CPEC has to be understood in the context of China’s strategic interests in East Asia and the way America has challenged it. Faced with such difficulties, China hopes it will expand its strategic space by heading west. Pakistan is bridge amongst China, Central Asia, South Asia, and Middle East. Stability and security in Pakistan will make it possible for China to exercise greater influence in these regions and to ensure security at home. China was willing to invest in CPEC based on the logic of improving security through economic development.
Pakistan has realized that no other country places such high strategic importance in its economic relationship with it as China does. Pakistan also greatly values economic corridor and views it as mutually beneficial in terms of politics and economic development. Pakistan aims to advance from being a lower-middle-income nation to an upper-middle-income nation by 2025. For the attainment of this objective , Pakistan hopes to attract increasing amounts of foreign investment. The country is working to improve its overall economy by constructing energy projects and other forms of infrastructure, to create employment and improvement in its governance. Basic logic behind this strategy is that improving Pakistan’s economy will help alleviate the challenges posed by political extremists, radicals and mullahs. China and Pakistan believe that economic development will help stabilize Pakistan and improve its internal security situation.

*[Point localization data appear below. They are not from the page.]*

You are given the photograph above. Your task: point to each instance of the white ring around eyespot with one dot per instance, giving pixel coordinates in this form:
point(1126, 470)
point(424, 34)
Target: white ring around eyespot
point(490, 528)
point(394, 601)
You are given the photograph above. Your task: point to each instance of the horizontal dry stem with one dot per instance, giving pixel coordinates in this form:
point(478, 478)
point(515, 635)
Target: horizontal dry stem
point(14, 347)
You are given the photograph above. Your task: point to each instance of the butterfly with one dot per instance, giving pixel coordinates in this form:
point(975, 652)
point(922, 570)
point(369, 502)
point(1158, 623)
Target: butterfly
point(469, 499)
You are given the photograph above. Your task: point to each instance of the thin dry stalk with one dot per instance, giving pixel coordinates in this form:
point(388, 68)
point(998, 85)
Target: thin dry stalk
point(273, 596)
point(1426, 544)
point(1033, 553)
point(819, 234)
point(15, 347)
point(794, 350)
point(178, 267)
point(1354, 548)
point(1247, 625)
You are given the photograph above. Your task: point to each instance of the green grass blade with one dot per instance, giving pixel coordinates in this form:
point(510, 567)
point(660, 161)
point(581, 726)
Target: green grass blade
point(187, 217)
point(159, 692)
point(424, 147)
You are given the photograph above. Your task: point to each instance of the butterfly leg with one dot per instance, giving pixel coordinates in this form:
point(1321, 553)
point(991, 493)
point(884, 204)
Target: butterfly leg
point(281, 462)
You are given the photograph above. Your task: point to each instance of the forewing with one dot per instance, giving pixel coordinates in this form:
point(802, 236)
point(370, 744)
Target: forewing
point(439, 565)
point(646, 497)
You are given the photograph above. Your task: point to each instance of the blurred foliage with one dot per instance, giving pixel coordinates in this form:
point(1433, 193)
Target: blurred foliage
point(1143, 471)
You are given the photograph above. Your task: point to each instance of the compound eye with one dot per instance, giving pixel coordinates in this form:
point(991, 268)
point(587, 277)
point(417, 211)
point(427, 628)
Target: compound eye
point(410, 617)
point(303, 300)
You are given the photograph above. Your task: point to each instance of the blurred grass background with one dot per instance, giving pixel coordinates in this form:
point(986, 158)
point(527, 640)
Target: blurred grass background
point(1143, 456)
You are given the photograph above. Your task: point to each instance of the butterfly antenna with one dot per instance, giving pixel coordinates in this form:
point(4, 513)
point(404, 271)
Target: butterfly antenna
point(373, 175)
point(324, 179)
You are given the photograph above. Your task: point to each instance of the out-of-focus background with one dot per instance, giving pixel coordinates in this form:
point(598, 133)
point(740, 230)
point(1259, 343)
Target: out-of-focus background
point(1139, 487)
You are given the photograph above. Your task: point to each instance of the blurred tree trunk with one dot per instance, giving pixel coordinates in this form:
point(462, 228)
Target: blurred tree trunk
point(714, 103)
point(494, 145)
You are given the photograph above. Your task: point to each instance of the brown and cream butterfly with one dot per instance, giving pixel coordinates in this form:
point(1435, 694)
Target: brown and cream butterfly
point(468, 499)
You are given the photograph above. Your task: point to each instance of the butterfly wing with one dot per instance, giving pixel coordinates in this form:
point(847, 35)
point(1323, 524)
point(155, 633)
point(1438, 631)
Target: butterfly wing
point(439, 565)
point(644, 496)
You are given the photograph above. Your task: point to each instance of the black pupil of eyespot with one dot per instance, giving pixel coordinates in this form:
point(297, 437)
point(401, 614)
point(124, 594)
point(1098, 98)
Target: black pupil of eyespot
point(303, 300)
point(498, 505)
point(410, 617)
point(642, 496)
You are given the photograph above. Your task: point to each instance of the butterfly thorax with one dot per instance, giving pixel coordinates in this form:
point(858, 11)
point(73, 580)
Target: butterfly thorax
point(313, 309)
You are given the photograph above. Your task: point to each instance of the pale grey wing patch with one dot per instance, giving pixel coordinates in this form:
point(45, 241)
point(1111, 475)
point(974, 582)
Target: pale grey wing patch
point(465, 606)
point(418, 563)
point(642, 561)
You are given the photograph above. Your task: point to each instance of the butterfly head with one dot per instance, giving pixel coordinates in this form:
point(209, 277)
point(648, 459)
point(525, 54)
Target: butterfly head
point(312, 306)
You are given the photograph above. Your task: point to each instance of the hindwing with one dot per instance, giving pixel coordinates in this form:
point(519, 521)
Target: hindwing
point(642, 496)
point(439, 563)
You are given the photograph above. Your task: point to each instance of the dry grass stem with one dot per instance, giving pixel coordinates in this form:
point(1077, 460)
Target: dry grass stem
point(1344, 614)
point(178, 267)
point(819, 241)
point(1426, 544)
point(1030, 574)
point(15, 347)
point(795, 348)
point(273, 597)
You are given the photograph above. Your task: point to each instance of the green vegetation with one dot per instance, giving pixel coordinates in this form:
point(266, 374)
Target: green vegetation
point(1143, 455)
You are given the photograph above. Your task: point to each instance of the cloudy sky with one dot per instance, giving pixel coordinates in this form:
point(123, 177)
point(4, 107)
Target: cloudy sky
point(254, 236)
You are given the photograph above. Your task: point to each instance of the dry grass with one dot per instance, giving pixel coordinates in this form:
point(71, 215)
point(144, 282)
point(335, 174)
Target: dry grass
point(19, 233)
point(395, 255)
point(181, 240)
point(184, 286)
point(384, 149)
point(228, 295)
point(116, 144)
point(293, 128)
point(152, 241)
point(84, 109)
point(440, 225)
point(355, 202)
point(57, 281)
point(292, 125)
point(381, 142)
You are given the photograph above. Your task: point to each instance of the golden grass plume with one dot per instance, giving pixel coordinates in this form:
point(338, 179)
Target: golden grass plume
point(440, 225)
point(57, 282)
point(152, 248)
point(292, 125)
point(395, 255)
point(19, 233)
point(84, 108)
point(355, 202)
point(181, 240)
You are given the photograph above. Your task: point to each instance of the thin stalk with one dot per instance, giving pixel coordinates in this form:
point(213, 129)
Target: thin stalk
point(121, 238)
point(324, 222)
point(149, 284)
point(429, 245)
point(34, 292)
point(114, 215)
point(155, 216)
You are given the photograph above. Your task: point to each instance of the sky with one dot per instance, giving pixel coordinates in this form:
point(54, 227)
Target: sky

China also acknowledges that security, political, cultural risks and uncertainties facing the economic corridor cannot be over looked. Terrorism has long affected Pakistan’s internal security and stability. Pakistan has worked hard to strike at so-called religious extremism and terrorist activities .Conditions of terrorism have substantially improved in recent years. CPEC projects’ construction sites and engineering personnel may become targets for religious and nationalist extremists.
Security threat posed by terrorism remains ongoing despite the economic benefits that CPEC offers Pakistan. CPEC aims to enhance well-being of people throughout the country to bring long-term prosperity and stability. Pakistan has pledged that it will do everything possible to ensure security of the Chinese nationals. It will remain a challenge for Pakistan for the security of CPEC’s growing transportation networks. Pakistan will have to tighten security throughout. In future Pakistan will have to maintain strong enough military presence to ensure security of all these transportation routes.
Pakistan’s domestic politics is also important to CPEC’s success. Political system of Pakistan has never been stable. Political power oscillates between military and civilian leaders. Dictator Musharraf’s resignation as President in 2008 ended the latest period of military rule. After dictatorship of Musharraf Pakistan People’s Party came into power. In the 2013 general election, Pakistan Peoples Party lost power. This time Pakistan Muslim League-N defeated it. Successful completion of 2013 election and smooth transition of power ensued, was the first time in Pakistan’s history that a civilian government was able to complete democratic term. This was a sign of improvement for democracy in Pakistan.
Pakistan’s political culture, almost feudal in nature, continues to play an important role. Powerful families based in different provinces have political power. Behind the party politics are local interests groups associated with these families. Many parties have disagreed a lot about how CPEC transportation routes should be mapped out. The competing parties are primarily interested in how the cake should be divided, so to speak. To strengthen its respective standing among the electorate, all the political parties hope the CPEC will pass through the region they represent allowing local community to enjoy the corridor’s benefits which doesn’t seem possible.
Yet CPEC will not only serve as a roadway that simply connects China to Pakistan. Initiative is designed to do more. This corridor also aims to facilitate multi-sectoral economic cooperation in finance, trade, energy and industry. Nawaz Sharif came back into power in 2013 with the intent of reinvigorating the economy and he undertook a series of measures to improve Pakistan’s economic prospects. Addressing energy shortages, Pakistan has been making efforts to restructure its energy industry and increase its electricity production. PML-N government has worked hard to strengthen investment in infrastructure.
After great Chairman Mao, President Xi Jin Ping has rightly made China a country and nation of first rank. During completion of CPEC China remained politically stable. While political turmoil in Pakistan could not get controlled throughout. During the last five years political instability in Pakistan many a times created problems for CPEC. We neither followed China nor could we learn any thing from it. China and Pakistan have taken positive measures to help set up CPEC for success. Pakistan’s internal situation is still decisive. Until the country’s political and security conditions turn a corner, it will be difficult to judge the corridor’s future prospects.